Steadfastness as a Working Rational Strategy
Many of us have come to believe that the idea of the liberation of Palestine or of steadfastness (somoud) in the face of Zionism is excess political baggage from the bygone fifties and sixties. Many of us now believe that these are slogans, perhaps poetry, that doesn't effectively tackle the hard questions posed by current political reality. A careful analysis of the concept of steadfastness however may prove that it still could be an effective, even indispensable strategy in achieving our political goals in the coming century. This conclusion emanates from a cold, hard, objective look at the role of steadfastness in winning wars.
In the Napoleonic wars and for several decades afterwards, conventional military wisdom dictated that one first bombard enemy lines heavily with cannon balls, then proceed in coordinated waves to finish off remaining pockets of enemy resistance with rifles and bayonets.
With the advent of the assembly line in industry and the invention of machine guns that could fire several rounds of bullets, little pockets of enemy resistance that survived the aftermath of heavy bombardment could mow down wave after wave of advancing troops. This meant that the advantage moved from the offense to the defense. World War I, therefore, was a war of stalemates. Defenders who went on the offensive after thinking that they had taught the enemy a lesson found themselves being taught a similar lesson as victims of the savage carnage of machine gun warfare.
As civilian industry became more capital-intensive, the Germans handled this problem in World War II by introducing the tank onto the battlefield and by developing the concept of Blitzkrieg. In Blitzkrieg strategy, massive bombardment a la the Napoleonic wars would be concentrated on a small section of a well-fortified defense line (like the famous line of Magineaux), after which tanks would plow (Blitzkrieg) through that particular section. Infantry troops then could walk safely behind these moving steel fortifications, protected from hostile machine gun fire. Once that initial penetration was achieved, defending troops on other parts of the defense line would be surrounded, after which they would have no other choice but to try to negotiate a surrender. The collapse of their seemingly impenetrable defense line would lead them to conclude that it would be wisest to preserve their lives by fleeing or giving up.
The Soviets were the first to deflate the effectiveness of the German Blitzkrieg as a strategic weapon in World War II. After the initial penetration unto Soviet lines is made, and it always does when you concentrate such large forces on only a tiny section of the long defense line, the Soviet commanders would order every Red Army group on the other parts of the defense line, surrounded or not, intact and refurbished with supplies or not, to hold down their positions STEADFASTLY to the last fighter regardless of what is happening else where. No surrender. No treaty. No retreat under any circumstances. Just fight on behind your line so it may become the base for a counter-offensive in the future or at least to prevent further advancement by the Germans from opening up loopholes elsewhere. The legendary steadfastness of Stalingrad was the product of this rational choice.

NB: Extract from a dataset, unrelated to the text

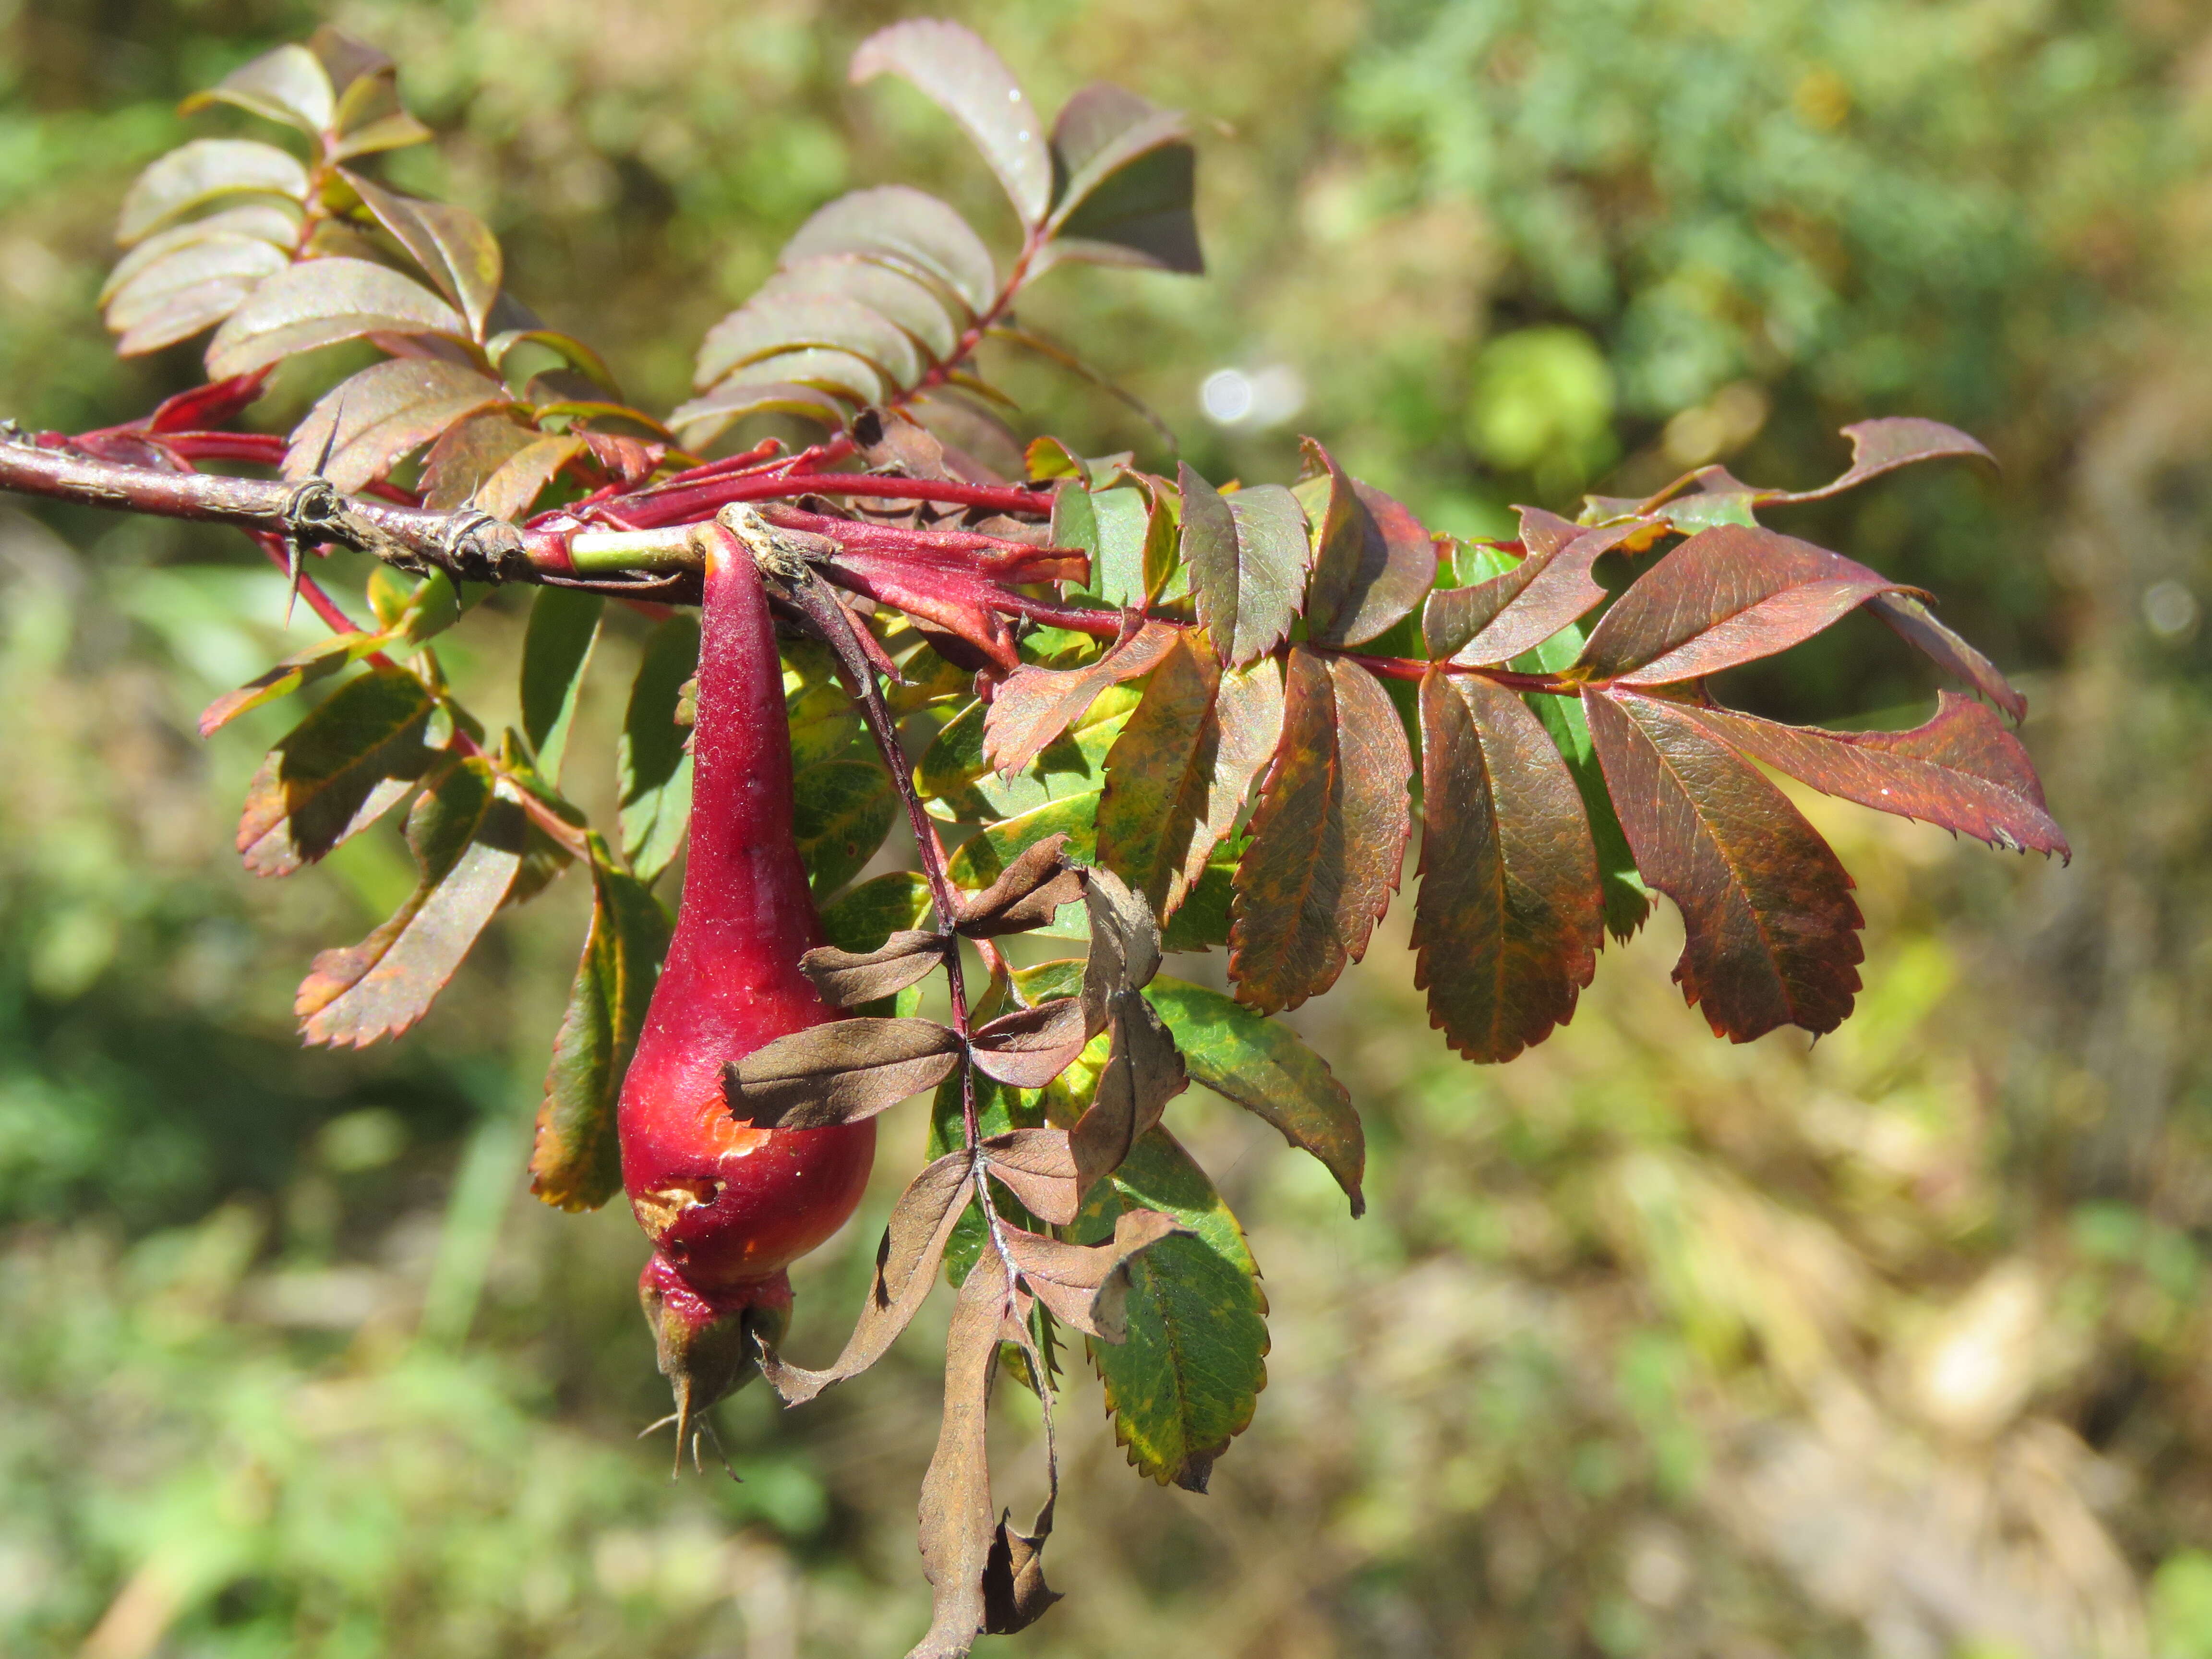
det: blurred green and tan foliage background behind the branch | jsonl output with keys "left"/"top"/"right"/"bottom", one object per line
{"left": 0, "top": 0, "right": 2212, "bottom": 1659}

This was NOT conventional military wisdom at the time though. To keep on fighting after the collapse of your overall defense line and plan due to a Blitzkrieg or an encirclement was deemed by contemporary military strategists a form of deadly stubborn vanity, emotional at best. But the Soviets called it STEADFASTNESS. And this is not poetry or sloganeering, even though it surely sounds pretty to a Palestinian ear. Steadfastness WORKED as an effective tangible strategic defense against Blitzkriegs. Of course, the Soviets also developed the RPG, the light anti-tank rocket launcher which could be carried and launched by a single foot soldier off the shoulder.

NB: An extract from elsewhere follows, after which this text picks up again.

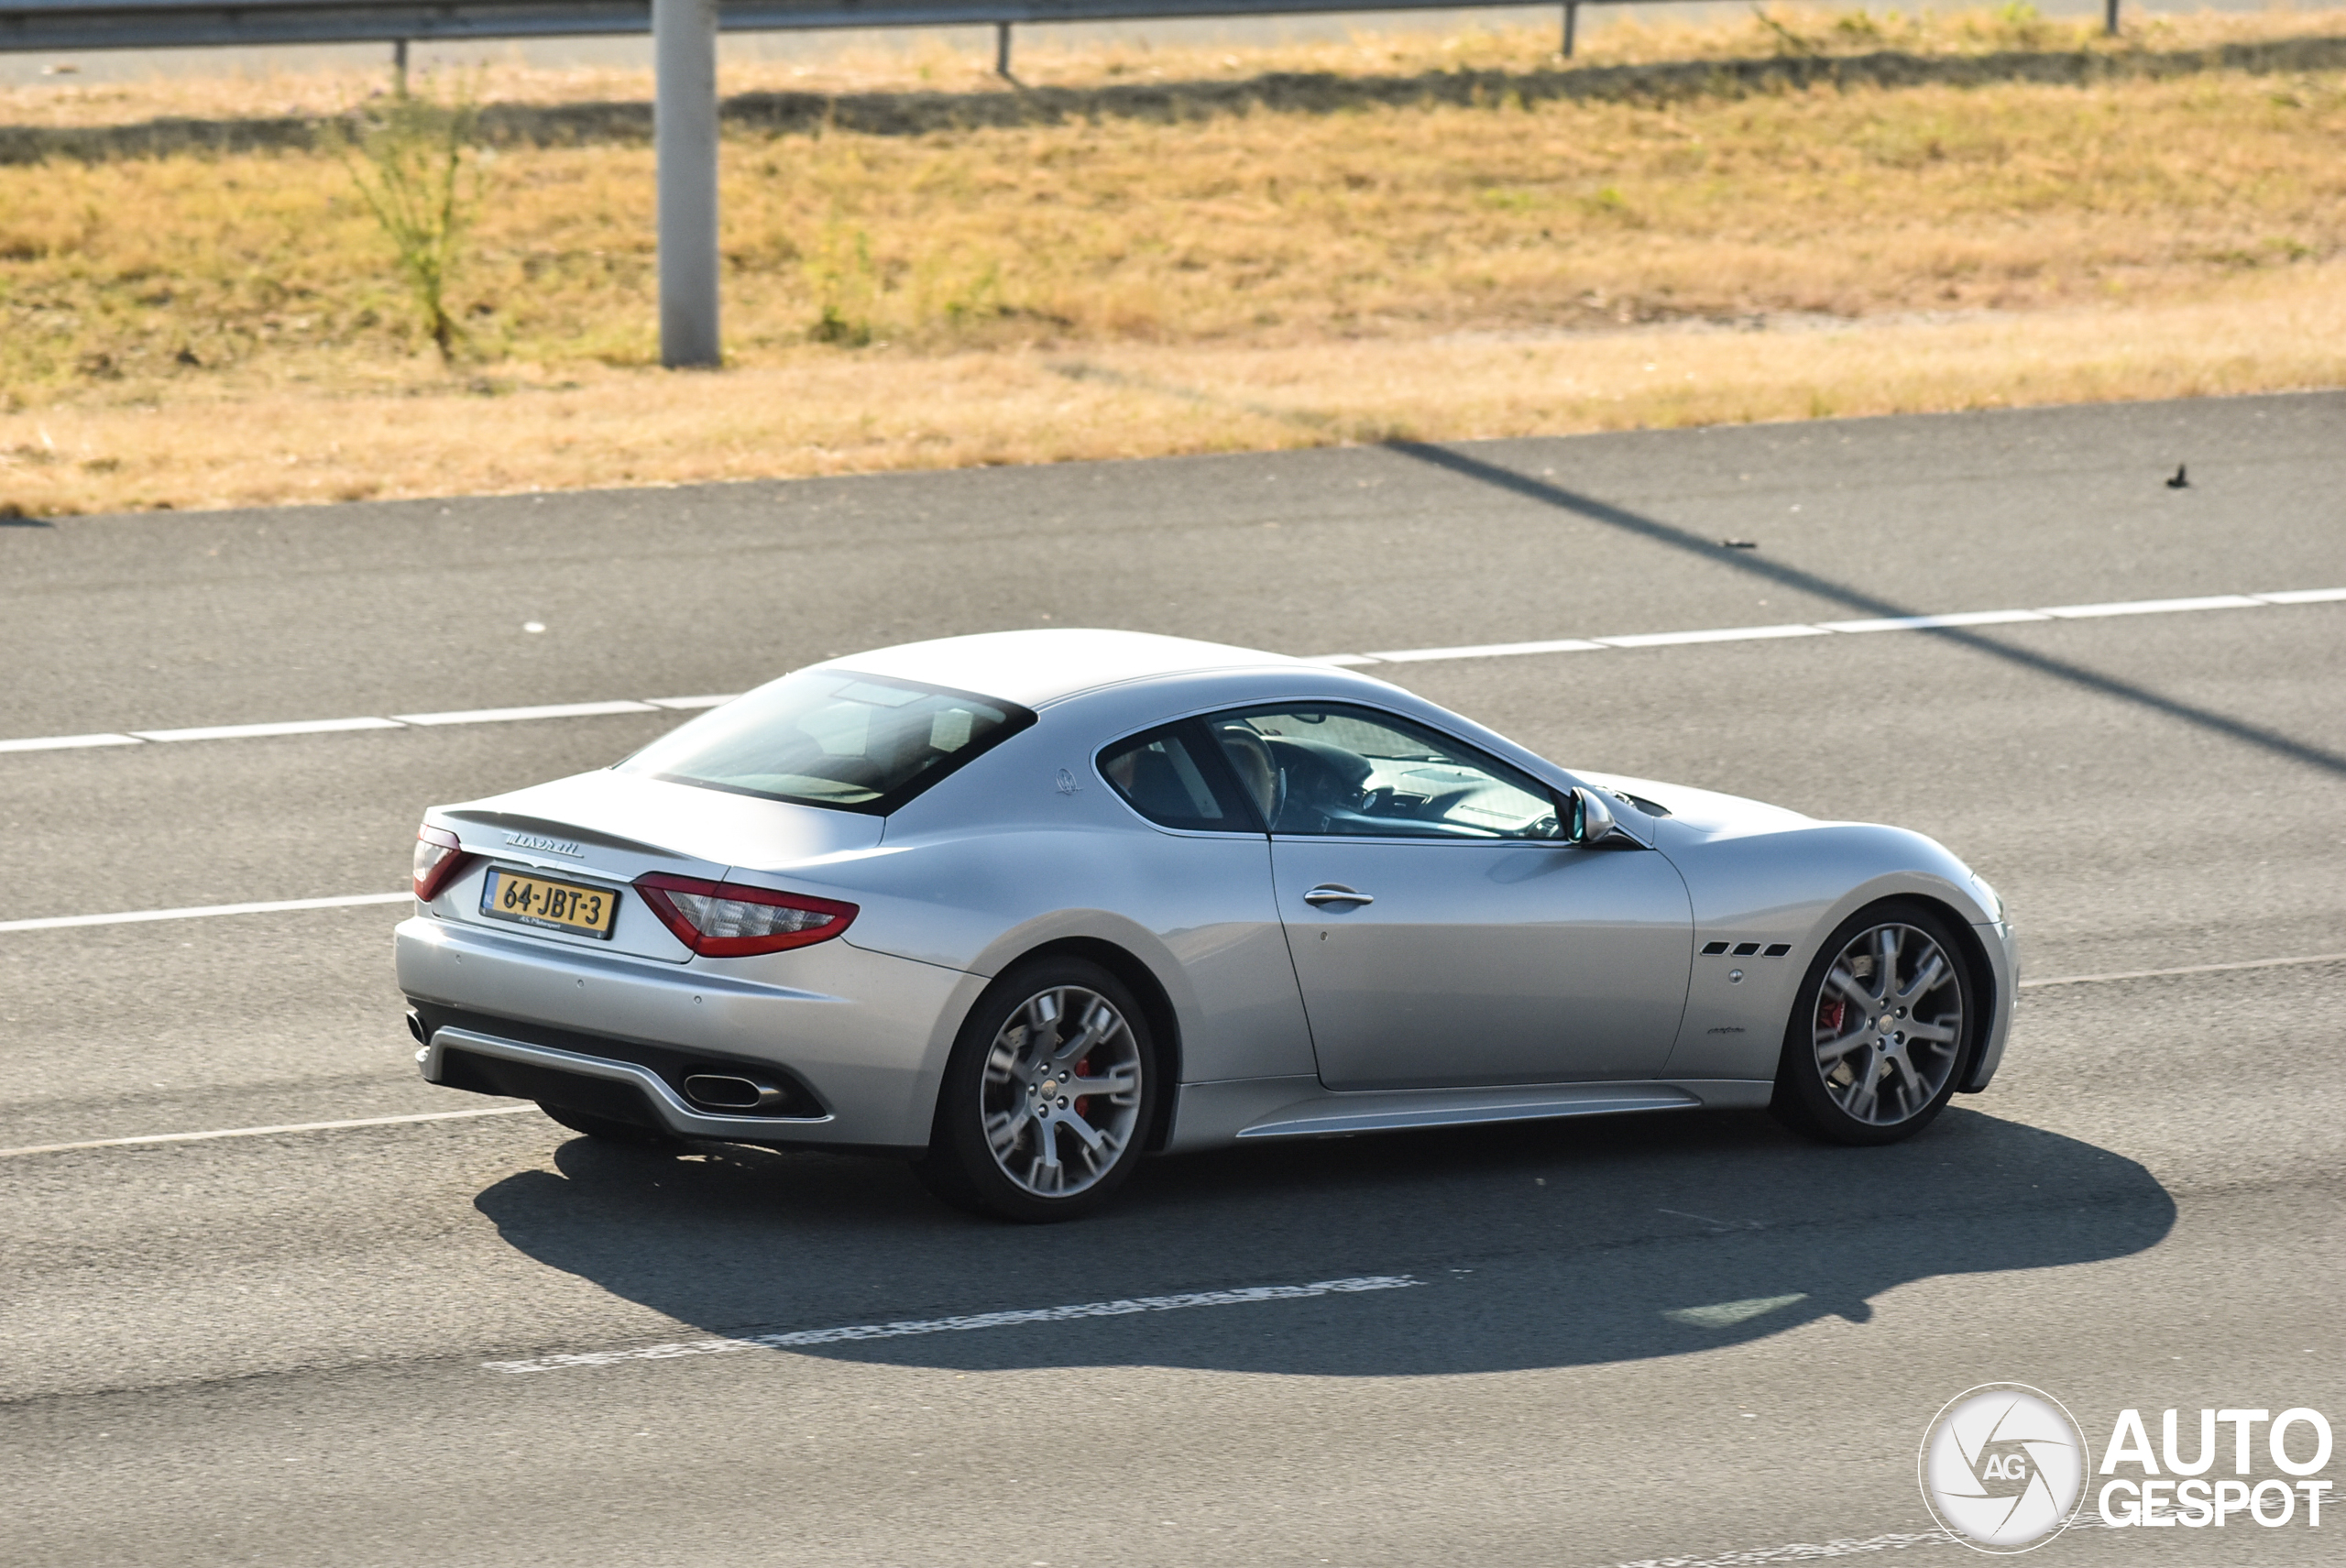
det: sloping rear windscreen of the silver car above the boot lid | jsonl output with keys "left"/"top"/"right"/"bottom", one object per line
{"left": 619, "top": 669, "right": 1035, "bottom": 815}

In fact steadfastness worked so well that the Germans adopted it in the face of encroaching American and Soviet troops later on. And I will not elaborate here on how German steadfastness was eventually overcame and the dear price that was exacted of the allies in the process. Because in the end, when theres a will, theres a way. What matters for us here and now is to know that until today, the Blitzkrieg is still the primary Israeli method of offense, except that planes are used in conjunction with cannons of the modern variety in the preliminaries. I believe that the Israeli army is capable of reaching as far as Morocco in a Blitzkrieg under aerial cover, but that wont mean political or military defeat for us unless we elect to give up the rational choice of steadfastness as happened in many previous wars with Israel. Note please that the political applications for this line of thinking are endless.

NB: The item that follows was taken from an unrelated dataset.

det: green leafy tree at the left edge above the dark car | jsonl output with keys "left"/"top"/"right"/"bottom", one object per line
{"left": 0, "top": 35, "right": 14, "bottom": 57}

Note also that the RPG is so simple to make that the PLO used to manufacture the launcher itself back in the seventies (but not the rocket head). SAM7s and Stinger missiles are the aerial equivalent of RPGs today. Note as well that Beirut in the summer of 1982 was a prime example of steadfastness THAT WORKS. FOR WHEN WE FIND THE WILL TO FIGHT, WE WILL FIND A WAY TO SUCCEED as we did in South Lebanon, or Gaza during the Intifada.